Norman decided that a 'dying whale' was a more fitting description of the noises his scout leader was emitting. 'THE WHEELS ON THE BUS...' Dear god.. 'THE WHEELS ON THE BUS GO 'ROOUUND AND 'ROUUUND~' Someone put me out of my misery.. 'ROUND AND ROUND, ROOUUUND AND ROUND' To Norman's horror, everyone on the bus joined in, yelling and screaming at the top of their lungs. 'THE WHEELS ON THE BUS GO ROUND AND ROUUUUUUUUUUUND' I'm so done with this bus and everyone in it.. 'ALL THROOOOOOOUGH THE TOWN!~' Norman placed his hands over his ears to prepare himself for the 'whale apocalypse', slowly gliding them back in the pockets of his hoodie as he realized they had reached their destination. A modest, run down house with the words 'MYSTERY SHACK' pasted onto two old boards stood before them. The 'S' had fallen off but its outline was still visible. "Saved by the bell.." Norman chuckled under his breath as he followed the overly excited group of kids running out the bus. A tall, scruffy man who appeared to be well into his late 60s emerged with a megaphone. "Welcome, Welcome, ladies and gentlemen, boys and girls of all ages, to the Mystery Shack; A place full of wonder and excitement! Prepare yourselves because what I'm about to show you will blow your minds!" The speech earned ooh's, and aah's from the audience but Norman just rolled his eyes, and after a few 'mind blowing' attractions he decided to keep what was left of his sanity and wait in the gift shop.

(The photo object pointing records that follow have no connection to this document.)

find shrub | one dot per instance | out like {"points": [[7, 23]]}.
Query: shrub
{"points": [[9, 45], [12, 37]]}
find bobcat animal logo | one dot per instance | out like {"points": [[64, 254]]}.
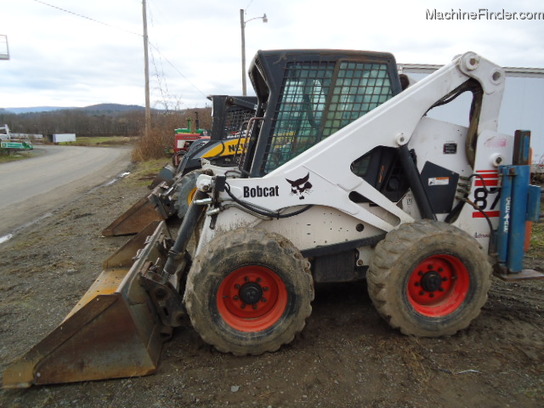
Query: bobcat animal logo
{"points": [[301, 186]]}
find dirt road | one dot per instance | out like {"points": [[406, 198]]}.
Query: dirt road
{"points": [[347, 356], [31, 188]]}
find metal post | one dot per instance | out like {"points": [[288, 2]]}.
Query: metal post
{"points": [[146, 71], [242, 28]]}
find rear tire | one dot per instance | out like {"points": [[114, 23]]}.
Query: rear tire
{"points": [[249, 292], [429, 279]]}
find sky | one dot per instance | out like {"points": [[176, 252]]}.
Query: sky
{"points": [[71, 53]]}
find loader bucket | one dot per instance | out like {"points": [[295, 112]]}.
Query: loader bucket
{"points": [[134, 220], [113, 332]]}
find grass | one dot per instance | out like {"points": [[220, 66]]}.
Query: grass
{"points": [[9, 156], [102, 141], [146, 171], [537, 241]]}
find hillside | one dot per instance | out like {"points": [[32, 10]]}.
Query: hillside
{"points": [[103, 107]]}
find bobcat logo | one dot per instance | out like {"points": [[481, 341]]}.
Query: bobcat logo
{"points": [[300, 186]]}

"Beyooond boring." Norman groaned, his mouth forming an 'O' shape as he lazily stared at the dusty floorboards beneath him. As far he was concerned, Norman would've preferred staying home, laying in front of his room's fan, trying to cool himself while watching some old zombie movies. Norman was just about to leave the shack and wait outside for the rest of the campers when a rusty nail of one of the floorboards caught his shoelace. He grimaced as he braced himself for incoming impact with the floor, eyes slowly squinting open upon the realization that he hadn't fallen. A scarlet red spread across Norman's typically pale face when he registered the hands holding him back. "T-thanks!" The spikey-haired boy stuttered, not sure of what else he to say. "No problem," a calmer voice responded. "You okay?" Norman shyly blinked at the stranger's concern. "M-me? I'm f-fine as wine in the s-summertime." The mysterious boy giggled at Norman's awkwardness and because of how adorable the stranger sounded, the other boy didn't care. "The name's Dipper, I don't think I got yours." He coolly replied, eyes locked on Norman as he extended his hand to him. "N-Norman. Norman Babcock." Blue eyes met hazel ones, and as Norman reluctantly grabbed the stranger's hand, electricity surged through his veins.
The shittiest about this trip wasn't the singing, it was the fact I didn't meet Dipper sooner.